BOSTON — An unfavorable ruling by federal regulators on high quality liquid asset status for municipal bonds under Basel III regulations would significantly reduce new bank appetite for the $3.7 trillion muni market "at the very least," according to an economist.

"If a substantial proportion of munis are not given level 2A status under the rules, it will certainly reduce net new demand for munis by major banks," said George Friedlander, managing director and senior municipal strategist of Citigroup Inc.

The larger banks subject to Basel III could find out soon whether municipal bonds qualify as HQLAs, "which they should," said Friedlander.

Speaking Thursday at a municipal finance conference at the Park Plaza Hotel in downtown Boston, co-hosted by Brandeis International Business School and The Bond Buyer, Friedlander said commercial bank demand for munis was particularly strong from 2010 through the first quarter of 2014, with bank holdings increasing from $254 billion at the end of 2009 to $435 billion in first quarter 2014, up 67%.

"During much of that period, banks were the dominant source of demand," said Friedlander, who cited the need to rebuild holdings after the implosion of 2008 and 2009; the impressive "yield advantage" the difference between muni yields and the near-zero cost of deposits provides amid soaring deposits; and limited loan activity after the crisis hit.

Also, said Friedlander, should interest rates and muni yields spike, individual investors and crossover buyers would probably move in quickly to fill the breach as they did last August and September.

Friedlander, who presented a paper at the conference, cited the household sector in particular.
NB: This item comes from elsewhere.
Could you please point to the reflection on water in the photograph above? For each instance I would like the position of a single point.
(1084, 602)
Household, essentially the consuming population of the economy, mostly consists of retail investors but also includes some domestic hedge funds, private equity funds and personal trusts, a Federal Reserve official said recently.

The household sector held $1.62 trillion in the fourth quarter of 2013, down about $450 billion from the previous quarter.

"There is this pent-up demand for munis in the household sector that will play out if interest rates do rise," Friedlander said.

Miles Barnett, a director with Municipal Market Advisors, envisions the return of short-term securities.

"If and when rates begin to rise again, shorter-term securities are likely to return, and investor demand is apt to emerge for higher yielding and shorter maturity issues and products," he said.

The conference, which involves academics and finance professionals discussing recent developments in the municipal credit markets, ends Friday.